Mike Pratt was born in Seaham, UK in 1987. He completed a BA in Fine Art at Northumbria University in 2009 where he received the Paul Mason sculpture prize. Solo exhibitions and projects include Cumberland Sausage, Extraspazio, Rome; HUBBA HUBBA, Satellite Gallery, Newcastle, UK; Workplace Gallery at The Manchester Contemporary 2009. Group exhibitions include aggetti - progettazioni - proiezioni - prominenze - protuberanze - sporgenze, Extraspazio, Rome; NADA Art Fair, Miami, Workplace Gallery; JAMBON, Moving Gallery, Newcastle Upon Tyne, UK; Captain of all Pleasures, EMBASSY Gallery, Edinburgh, UK; Psychic Geography, Workplace Gallery, Gateshead, UK; Some people deserve everything they get, The Royal Standard, Liverpool, UK. Mike Pratt lives and works in Newcastle, UK.

Workplace Gallery was founded by artists Paul Moss and Miles Thurlow.
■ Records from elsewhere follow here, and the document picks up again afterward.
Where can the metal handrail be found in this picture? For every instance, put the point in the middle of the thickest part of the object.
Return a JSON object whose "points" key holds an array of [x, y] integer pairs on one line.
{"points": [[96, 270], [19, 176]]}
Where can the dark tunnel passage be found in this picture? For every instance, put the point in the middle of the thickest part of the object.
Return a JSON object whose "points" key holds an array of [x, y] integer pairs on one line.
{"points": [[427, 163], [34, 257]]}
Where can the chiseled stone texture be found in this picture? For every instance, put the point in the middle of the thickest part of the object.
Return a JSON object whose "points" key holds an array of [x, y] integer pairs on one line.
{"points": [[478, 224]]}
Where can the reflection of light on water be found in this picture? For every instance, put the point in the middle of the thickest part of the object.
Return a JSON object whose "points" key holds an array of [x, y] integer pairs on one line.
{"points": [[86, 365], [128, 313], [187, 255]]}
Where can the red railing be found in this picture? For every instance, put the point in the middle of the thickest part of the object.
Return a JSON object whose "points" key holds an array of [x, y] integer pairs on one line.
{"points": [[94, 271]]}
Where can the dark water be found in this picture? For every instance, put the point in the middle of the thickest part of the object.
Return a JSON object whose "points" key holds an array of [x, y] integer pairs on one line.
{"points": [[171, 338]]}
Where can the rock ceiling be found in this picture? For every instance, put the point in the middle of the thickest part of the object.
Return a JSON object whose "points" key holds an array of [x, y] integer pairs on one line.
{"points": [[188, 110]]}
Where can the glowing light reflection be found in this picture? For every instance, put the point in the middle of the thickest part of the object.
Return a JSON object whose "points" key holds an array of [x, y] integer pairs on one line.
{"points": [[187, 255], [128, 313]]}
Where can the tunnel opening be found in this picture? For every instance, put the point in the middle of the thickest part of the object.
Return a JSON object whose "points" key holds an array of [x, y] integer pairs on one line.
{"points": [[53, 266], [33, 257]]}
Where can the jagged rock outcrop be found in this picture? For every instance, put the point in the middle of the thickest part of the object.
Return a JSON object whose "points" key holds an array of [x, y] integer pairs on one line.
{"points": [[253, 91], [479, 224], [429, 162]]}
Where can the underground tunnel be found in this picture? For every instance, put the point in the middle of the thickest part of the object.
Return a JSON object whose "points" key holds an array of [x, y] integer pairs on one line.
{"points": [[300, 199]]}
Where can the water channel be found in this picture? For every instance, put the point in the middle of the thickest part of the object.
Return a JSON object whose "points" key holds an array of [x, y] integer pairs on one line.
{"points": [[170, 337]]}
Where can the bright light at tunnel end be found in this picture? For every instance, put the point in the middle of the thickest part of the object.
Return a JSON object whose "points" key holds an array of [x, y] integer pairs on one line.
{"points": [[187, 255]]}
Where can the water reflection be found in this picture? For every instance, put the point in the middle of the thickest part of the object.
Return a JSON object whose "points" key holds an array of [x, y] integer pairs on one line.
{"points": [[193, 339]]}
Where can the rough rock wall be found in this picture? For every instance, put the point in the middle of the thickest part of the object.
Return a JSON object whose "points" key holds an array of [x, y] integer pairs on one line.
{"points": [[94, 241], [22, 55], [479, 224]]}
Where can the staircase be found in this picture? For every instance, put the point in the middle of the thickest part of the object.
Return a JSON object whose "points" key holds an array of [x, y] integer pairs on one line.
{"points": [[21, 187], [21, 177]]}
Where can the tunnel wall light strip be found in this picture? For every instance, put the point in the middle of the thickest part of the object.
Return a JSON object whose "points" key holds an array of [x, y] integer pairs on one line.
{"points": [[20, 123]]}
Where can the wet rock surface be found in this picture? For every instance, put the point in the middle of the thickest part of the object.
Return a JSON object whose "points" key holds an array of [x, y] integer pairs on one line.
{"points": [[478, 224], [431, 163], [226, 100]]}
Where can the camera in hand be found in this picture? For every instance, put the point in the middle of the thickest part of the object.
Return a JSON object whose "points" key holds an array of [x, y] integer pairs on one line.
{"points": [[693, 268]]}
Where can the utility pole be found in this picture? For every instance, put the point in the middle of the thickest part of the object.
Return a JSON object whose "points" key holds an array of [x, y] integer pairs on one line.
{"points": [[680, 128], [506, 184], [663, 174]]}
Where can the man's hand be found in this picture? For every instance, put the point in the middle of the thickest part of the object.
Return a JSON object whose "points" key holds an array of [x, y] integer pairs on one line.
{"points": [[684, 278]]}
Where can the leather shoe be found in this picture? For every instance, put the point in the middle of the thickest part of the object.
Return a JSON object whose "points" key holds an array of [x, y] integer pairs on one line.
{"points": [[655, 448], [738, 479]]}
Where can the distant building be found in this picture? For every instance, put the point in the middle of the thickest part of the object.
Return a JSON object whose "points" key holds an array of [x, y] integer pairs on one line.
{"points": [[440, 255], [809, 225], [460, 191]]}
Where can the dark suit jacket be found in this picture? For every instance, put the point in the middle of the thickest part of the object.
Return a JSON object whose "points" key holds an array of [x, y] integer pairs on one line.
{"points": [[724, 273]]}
Based in Gateshead UK, Workplace Gallery represents a portfolio of emerging and established artists through the gallery programme, curatorial projects and international art fairs. Workplace Gallery opened in 2005 at 34 Ellison Street, Gateshead - part of Trinity Square Shopping Centre particularly noted for its iconic Brutalist car park designed by architect Rodney Gordon for the Owen Luder Partnership, which featured as a key location in Mike Hodges 1971 cult British gangster film Get Carter starring Michael Caine. Since the original gallery was demolished in 2008 Workplace Gallery has relocated to The Old Post Office in Gateshead, a listed 19th Century red brick building built upon the site where the important British artist, engraver, and naturalist Thomas Bewick (1753-1828) lived and died.

The next exhibition at Workplace Gallery will be a solo exhibition of new work by Cath Campbell opening on 18th February 2011. To celebrate the opening of Good Mourning Bell please join us afterwards at Central Bar in Gateshead.